Re: Optimize LISTEN/NOTIFY - Mailing list pgsql-hackers

From Tom Lane
Subject Re: Optimize LISTEN/NOTIFY
Date
Msg-id 1843261.1767817768@sss.pgh.pa.us
Whole thread Raw
In response to Re: Optimize LISTEN/NOTIFY  ("Joel Jacobson" <joel@compiler.org>)
List pgsql-hackers
"Joel Jacobson" <joel@compiler.org> writes:
> I've reworked the staging mechanism for LISTEN/UNLISTEN. The new design
> tracks LISTEN state at three levels:
> * pendingListenChannels: per-transaction pending changes
> * listenChannelsHash: per-backend committed state cache
> * channelHash: cluster-wide shared state

I spent some time looking through this version.

> The main benefit is that pendingListenChannels is now a hash table
> instead of a simple List.  In the old design, LISTEN foo; UNLISTEN foo;
> LISTEN foo would create three list entries that all had to be processed
> at commit.  The new design collapses this to one hash entry storing the
> final state, which we just apply at commit.

That seems a little weird: surely such usage is not something we need
to optimize.  Maybe it can be justified because it makes the code
simpler, but that's not immediately obvious to me.

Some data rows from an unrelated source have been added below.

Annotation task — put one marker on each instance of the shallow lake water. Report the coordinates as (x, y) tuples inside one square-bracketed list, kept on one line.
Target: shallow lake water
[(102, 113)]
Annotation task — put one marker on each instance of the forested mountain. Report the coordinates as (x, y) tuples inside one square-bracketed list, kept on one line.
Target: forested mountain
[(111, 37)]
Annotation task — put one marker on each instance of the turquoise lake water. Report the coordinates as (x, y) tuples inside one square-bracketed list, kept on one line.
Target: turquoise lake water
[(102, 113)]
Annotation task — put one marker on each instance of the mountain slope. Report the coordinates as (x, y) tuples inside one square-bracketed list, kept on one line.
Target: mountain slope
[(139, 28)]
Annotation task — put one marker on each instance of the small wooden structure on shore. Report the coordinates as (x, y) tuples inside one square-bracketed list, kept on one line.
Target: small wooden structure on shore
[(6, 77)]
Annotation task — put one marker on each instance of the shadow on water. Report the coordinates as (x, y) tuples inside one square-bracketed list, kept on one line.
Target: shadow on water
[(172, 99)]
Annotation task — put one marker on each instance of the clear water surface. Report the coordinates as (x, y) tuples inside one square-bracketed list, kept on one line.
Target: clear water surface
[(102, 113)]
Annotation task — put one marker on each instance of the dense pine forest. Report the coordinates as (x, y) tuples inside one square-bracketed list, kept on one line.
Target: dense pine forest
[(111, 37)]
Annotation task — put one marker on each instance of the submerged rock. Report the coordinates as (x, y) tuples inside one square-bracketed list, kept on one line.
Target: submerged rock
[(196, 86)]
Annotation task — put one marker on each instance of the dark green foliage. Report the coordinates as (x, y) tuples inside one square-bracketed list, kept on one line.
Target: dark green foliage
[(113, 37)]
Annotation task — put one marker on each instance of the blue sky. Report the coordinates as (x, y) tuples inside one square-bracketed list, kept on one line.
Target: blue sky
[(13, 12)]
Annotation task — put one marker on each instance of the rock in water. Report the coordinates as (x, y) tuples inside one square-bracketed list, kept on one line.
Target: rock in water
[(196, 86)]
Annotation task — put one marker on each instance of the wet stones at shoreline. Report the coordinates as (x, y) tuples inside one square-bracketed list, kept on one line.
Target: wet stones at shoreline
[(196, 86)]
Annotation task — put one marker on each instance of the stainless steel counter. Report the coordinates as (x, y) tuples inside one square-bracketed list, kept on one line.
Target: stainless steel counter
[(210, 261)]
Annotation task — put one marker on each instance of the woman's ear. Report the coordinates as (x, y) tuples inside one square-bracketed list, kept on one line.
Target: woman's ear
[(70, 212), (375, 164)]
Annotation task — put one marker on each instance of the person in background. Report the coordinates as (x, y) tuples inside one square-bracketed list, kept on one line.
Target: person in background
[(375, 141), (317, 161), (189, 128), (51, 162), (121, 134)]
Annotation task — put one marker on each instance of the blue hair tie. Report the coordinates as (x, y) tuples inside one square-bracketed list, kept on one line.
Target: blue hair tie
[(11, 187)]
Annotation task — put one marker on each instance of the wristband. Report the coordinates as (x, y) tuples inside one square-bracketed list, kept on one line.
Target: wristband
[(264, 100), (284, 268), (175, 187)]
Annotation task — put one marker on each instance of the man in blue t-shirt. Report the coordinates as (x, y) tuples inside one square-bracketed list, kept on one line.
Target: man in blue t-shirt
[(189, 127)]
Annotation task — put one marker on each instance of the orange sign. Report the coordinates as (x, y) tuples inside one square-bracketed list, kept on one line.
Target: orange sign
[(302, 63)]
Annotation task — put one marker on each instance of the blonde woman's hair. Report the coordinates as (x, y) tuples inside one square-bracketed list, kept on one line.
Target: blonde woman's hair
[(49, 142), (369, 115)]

I found the terminology pretty confusing, in particular there's too
little cognitive distance between "channel hash table" and "local
listen channels hash table" and "pending listen channels hash table".
I think you could improve matters by renaming, perhaps along the
lines of
    channelHash -> globalChannelTable
    listenChannelsHash -> localChannelTable
    pendingListenChannels -> pendingListenActions

... and I just noticed that there's yet a fourth data structure
that's described as a "channel hash table", namely
pendingNotifies->channelSet.  That's another name that could be
better, maybe uniqueChannelNames?

I noted while looking at code coverage results that AtAbort_Notify
seems almost entirely unreached, and soon realized that that's because
none of it runs unless we are cleaning up a transaction that fails
after Exec_ListenPreCommit has created pendingListenChannels.
That's obviously extremely difficult to reach in a test, so it's a bit
sad that we have that big chunk of unreachable code, especially when
the coverage elsewhere in this file is pretty stellar.  I wonder if
there is a way to merge that chunk with the code in AtCommit_Notify
that also has to scan pendingListenChannels, so as to reduce the
amount of untested code.  Also, the comments for AtAbort_Notify
don't really make it clear that there's nothing to do unless we're
reverting an almost-committed transaction.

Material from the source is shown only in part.